Nigerian designer and social entrepreneur

Nwamaka Nwobi Okoye is a Nigerian interior architect, author, and social entrepreneur. She is known for her work in design, entrepreneurship, and advocacy for ethical leadership in encouraging members of the African diaspora to return to contribute to the continent.

== Early life and education ==
Okoye was born in the Iwaya neighborhood of Lagos, Nigeria, one of five children born to parents from Anambra State. Both of her parents were entrepreneurs. Her father owned an interior design business, which would later inspire her future career. At age sixteen, she began studying architecture at the University of Nigeria.

After earning her Bachelor's degree in architecture, she moved to the United States to study interior design, as no university in Nigeria had courses in the subject at the time. Okoye pursued graduate studies in Interior Design at the Savannah College of Art and Design and earned a master's degree in Engineering Technology, specializing in Illustration and Multimedia from East Tennessee State University.

== Career ==
In 2007, Okoye returned to Nigeria with the intention of investing in the country. After living abroad, she considered it her duty to contribute back to the country of her birth.
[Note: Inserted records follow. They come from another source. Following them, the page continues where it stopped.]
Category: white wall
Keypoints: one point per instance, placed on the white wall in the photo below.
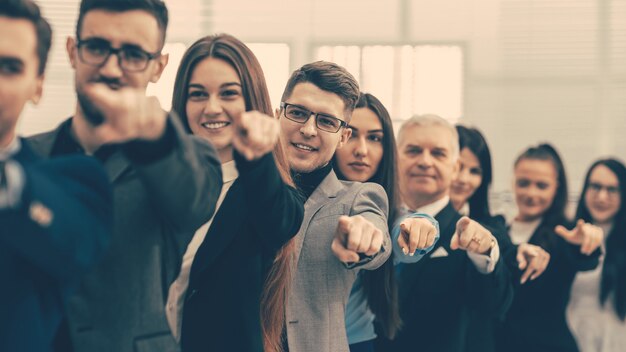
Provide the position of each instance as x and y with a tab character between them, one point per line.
536	70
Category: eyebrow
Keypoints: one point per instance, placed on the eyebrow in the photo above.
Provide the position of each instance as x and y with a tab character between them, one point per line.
200	86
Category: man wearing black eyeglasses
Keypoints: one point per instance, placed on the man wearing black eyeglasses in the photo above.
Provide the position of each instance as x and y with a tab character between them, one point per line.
345	223
165	181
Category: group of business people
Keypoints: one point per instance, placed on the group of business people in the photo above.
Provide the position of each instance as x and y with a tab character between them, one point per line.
227	226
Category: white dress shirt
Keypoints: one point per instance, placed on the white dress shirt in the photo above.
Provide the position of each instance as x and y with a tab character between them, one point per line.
485	264
178	289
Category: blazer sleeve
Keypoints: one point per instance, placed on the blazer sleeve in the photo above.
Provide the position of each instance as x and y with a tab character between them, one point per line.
491	293
371	202
182	173
277	209
63	222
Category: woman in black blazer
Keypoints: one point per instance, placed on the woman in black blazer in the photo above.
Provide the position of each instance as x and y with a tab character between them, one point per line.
470	196
238	280
536	319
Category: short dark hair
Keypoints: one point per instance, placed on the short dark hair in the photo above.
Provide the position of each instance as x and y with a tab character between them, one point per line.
28	10
156	8
472	139
327	76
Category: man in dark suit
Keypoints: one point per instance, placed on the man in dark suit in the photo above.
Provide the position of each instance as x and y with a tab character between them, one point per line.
165	182
55	215
464	271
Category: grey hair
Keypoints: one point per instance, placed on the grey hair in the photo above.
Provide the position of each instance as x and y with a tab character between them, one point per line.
432	120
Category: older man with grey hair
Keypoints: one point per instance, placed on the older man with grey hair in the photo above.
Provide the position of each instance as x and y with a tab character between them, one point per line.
464	271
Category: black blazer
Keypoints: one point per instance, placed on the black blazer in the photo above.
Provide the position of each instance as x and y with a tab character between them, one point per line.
436	295
481	333
257	217
536	319
58	232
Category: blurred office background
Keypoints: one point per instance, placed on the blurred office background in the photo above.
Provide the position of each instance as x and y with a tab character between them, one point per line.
522	71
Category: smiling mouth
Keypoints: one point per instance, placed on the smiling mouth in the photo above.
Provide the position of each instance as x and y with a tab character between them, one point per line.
304	147
215	125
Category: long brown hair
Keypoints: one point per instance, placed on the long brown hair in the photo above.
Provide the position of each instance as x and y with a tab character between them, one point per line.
380	285
254	89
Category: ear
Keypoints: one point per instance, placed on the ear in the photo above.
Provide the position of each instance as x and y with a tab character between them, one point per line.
346	132
161	62
70	46
38	90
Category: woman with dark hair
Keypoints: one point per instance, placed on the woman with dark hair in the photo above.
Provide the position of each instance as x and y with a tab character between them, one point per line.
536	319
370	156
470	196
232	298
597	308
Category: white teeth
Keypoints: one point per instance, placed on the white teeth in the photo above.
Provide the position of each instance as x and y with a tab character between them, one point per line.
305	147
215	125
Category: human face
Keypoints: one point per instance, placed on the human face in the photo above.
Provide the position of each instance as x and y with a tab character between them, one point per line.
214	96
359	158
128	28
20	81
468	179
603	198
426	164
535	186
307	147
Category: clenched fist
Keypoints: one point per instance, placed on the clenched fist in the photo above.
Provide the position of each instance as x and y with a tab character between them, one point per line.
355	235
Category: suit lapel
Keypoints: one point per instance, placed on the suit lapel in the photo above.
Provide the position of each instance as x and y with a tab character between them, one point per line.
221	232
328	189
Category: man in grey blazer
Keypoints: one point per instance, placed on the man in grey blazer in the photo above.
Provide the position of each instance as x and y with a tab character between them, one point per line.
165	182
345	223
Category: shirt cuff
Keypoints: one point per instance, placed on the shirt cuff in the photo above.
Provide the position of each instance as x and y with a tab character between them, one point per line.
486	264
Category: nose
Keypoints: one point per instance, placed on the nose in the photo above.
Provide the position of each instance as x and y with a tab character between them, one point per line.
308	129
111	67
360	149
213	106
425	160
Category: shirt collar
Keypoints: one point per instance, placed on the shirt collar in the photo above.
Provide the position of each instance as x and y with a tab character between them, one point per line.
229	171
433	208
12	149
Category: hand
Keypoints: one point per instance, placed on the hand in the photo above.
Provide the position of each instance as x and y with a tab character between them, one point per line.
588	236
127	114
532	258
256	134
472	237
356	235
416	233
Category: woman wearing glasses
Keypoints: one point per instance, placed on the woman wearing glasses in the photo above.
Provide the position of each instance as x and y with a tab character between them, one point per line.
370	156
232	297
536	320
597	308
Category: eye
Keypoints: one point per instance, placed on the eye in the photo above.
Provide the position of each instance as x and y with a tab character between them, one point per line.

Okoye founded Housessories Ltd, a design and furniture manufacturing company. The company has since collaborated with organizations such as Fidelity Bank, Unilever, Mitsubishi Motors, and the Nigerian Sovereign Investment Authority. Her design work often incorporates elements of sustainability and biophilic design using recycled materials. In 2018, Housessories Ltd, was named one of Nigeria's fastest-growing companies by Business Day.

=== Social entrepreneurship ===
In addition to her work in design, Okoye co-founded Value Driven Leadership, an initiative to promote business ethics and governance. Okoye is an alumna and past president of the Stanford Seed Transformation Program Nigeria, a business leadership initiative by the Stanford University Graduate School of Business. The network provides training and support for entrepreneurs in Nigeria, with programs such as the Start-Up Impact Training for Entrepreneurs. For her work to support entrepreneurship in Nigeria, Okoye has been recognized with the Woman of Merit Gold Award by People and Power and named one of the Top 100 Women SME Entrepreneurs in Nigeria by Bank and Entrepreneur Africa Magazine. She also writes a regular column for Business Day Newspaper, discussing topics related to ethical leadership and sustainable business.

In 2024, Okoye published Navigating the Return: A Guide for Aspiring African Entrepreneurs in the Diaspora – The Nigerian Case ISBN 979-8326720283, offering practical advice for Africans in the diaspora considering returning to Nigeria to start businesses.

=== Nwamaka Okoye Literature Prize ===
Okoye is the founder of Gearshift Africa, an organization supporting African storytellers and content creators. In 2024, Gearshift Africa established the Nwamaka Okoye Literature Prize, a competition for unpublished African writers. The inaugural theme, Coming of Age, received nearly 400 entries, with shortlisted works published in an anthology of the same name.